Drawn
That night I slept in my clothes. I’d packed all my pajamas.
* * * * *
Wednesday I got called to the school counselor’s office.
He picked up a manila envelope with my name in block letters across the front. “How are you feeling, Miss Brynn?”
“Still sore.”
He nodded and leaned forward with his elbows on his desk. “I’m sorry to hear that your parents are having trouble.”
They aren’t having trouble. They’re in complete agreement about destroying our family. No trouble there at all.
“How are you feeling about that?”
I shrugged.
“Mm-hmm.” He nodded. “It’s very normal to feel sad or angry.”
I stared at him.
“You may find yourself sleeping more, or less. Or eating more. Or less.”
“Okay.”
“The things you usually enjoy doing might not hold as much appeal.” He flipped through the folder. “You’re on the track team, is that right?”
“No.”
“Oh. Band?”
I shook my head.
His eyebrows popped up. “Ah. I see you did the Academic Olympics this year. Congratulations on winning the state competition!”

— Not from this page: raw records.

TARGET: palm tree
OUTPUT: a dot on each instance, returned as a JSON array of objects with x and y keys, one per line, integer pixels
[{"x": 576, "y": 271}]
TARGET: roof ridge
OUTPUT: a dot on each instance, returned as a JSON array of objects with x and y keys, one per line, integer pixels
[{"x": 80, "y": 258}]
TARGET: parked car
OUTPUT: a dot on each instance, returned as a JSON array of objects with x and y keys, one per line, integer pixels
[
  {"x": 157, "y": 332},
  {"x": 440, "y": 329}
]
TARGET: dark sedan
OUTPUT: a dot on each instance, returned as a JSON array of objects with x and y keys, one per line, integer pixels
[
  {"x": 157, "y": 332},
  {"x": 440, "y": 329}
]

And I won’t be going to nationals.
“That’s quite something to be proud of.”
Yeah, it feels really great to know the team, and Damon, will go to Chicago without me.

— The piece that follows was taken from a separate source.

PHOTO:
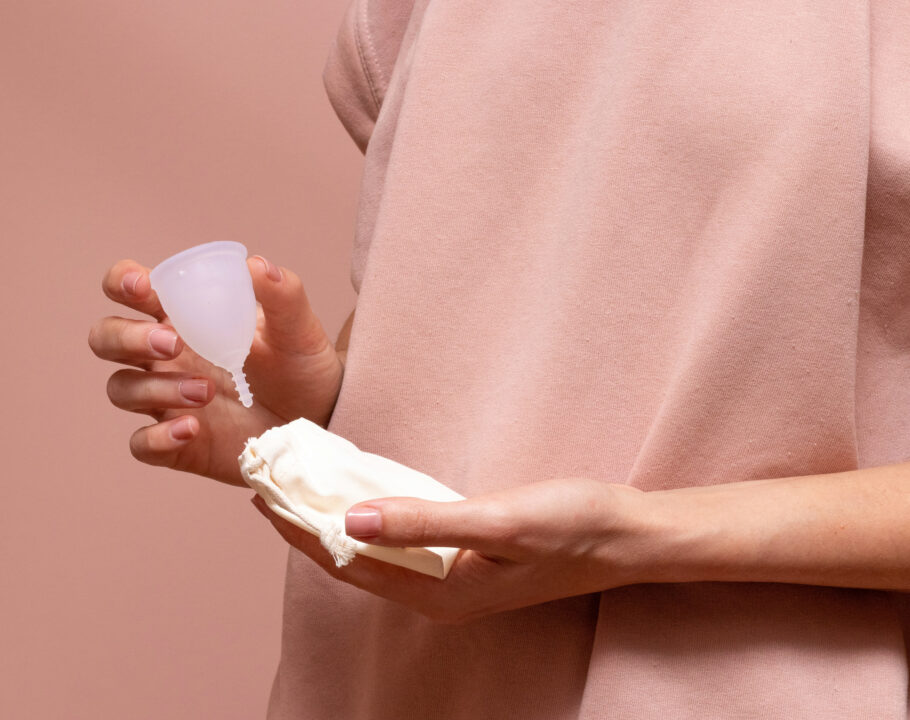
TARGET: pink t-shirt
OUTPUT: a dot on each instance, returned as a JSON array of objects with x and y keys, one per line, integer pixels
[{"x": 664, "y": 244}]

“You’ll always remember that, the way it felt to win.”
“I really need to get back to study hall.”
His brow furrowed and he bounced the tips of his fingers against each other. “I just want you to know that you’re not alone. If there’s ever anything you need to talk about, this is a safe place. A place where people care about you.”
Uh-huh.
“I’ll check in with you again soon, Julia. You can go.”
“Juliet.”
“I’m sorry?”
“Nothing.”
* * * * *
Drew woke up Thursday during study hall. “Missed you at Amica’s party. I was hoping I could make everything up to you.”
“I heard you made it up to Bethany instead.”

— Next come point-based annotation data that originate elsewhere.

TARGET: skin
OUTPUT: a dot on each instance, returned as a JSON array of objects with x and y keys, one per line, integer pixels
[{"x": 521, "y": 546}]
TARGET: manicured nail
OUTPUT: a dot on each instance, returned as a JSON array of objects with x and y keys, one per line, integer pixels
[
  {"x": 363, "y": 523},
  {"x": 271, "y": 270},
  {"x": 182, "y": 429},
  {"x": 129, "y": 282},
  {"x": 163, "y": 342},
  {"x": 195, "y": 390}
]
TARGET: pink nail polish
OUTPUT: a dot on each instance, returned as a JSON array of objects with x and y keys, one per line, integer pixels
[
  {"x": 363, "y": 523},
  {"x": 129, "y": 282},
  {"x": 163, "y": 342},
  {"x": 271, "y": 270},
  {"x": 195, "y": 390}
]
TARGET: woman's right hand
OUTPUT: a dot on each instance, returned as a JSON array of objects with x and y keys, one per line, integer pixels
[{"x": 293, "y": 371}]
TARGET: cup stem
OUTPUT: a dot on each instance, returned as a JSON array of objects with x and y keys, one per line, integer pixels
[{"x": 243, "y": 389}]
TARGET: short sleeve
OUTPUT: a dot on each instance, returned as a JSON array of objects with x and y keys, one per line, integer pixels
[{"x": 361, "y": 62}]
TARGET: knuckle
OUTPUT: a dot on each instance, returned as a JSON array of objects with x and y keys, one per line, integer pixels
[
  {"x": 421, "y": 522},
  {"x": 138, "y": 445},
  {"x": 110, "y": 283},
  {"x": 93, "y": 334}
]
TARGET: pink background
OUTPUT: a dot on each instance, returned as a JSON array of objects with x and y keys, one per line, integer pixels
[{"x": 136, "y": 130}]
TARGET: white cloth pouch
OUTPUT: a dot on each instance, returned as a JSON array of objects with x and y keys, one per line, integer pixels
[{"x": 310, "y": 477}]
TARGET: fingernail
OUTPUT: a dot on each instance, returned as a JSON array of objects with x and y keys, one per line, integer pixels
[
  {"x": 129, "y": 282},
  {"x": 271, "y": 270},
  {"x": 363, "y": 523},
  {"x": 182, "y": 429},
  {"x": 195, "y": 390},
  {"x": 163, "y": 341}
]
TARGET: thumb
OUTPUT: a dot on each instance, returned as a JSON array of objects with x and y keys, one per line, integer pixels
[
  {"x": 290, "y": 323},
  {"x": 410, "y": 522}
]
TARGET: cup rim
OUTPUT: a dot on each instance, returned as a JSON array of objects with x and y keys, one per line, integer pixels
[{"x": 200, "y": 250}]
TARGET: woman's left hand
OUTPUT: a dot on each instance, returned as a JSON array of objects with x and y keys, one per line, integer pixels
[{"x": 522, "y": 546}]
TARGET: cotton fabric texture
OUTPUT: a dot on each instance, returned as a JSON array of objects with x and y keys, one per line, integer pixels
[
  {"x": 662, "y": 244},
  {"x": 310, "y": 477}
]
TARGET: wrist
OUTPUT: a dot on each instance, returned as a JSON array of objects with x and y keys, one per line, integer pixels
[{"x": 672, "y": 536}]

His grin stretched so wide his cheekbones pressed his eyes shut.
“So, if she’s already on your list, do you just write her in again for that?”
“She gets an asterisk.”
I wanted to ask how many girls had asterisks, but I didn’t really want to know.
I am so glad I didn’t let him kiss me.
A prickly sense of guilt scraped at my insides, like I shouldn’t take credit for that.
Damon. He’s the reason. If nothing else, he saved me from Drew.
“You going to Dugan’s haunted barn? I’m working in it this year.”
“I don’t know.”
“You should come. I’ll totally freak you out.”
“You already freak me out.”
He grinned again. Huge.
Every day Damon showed up beside me between all my classes. He served me more than he did when he had to be my slave. He carried my books, got me lunch, checked my bruises.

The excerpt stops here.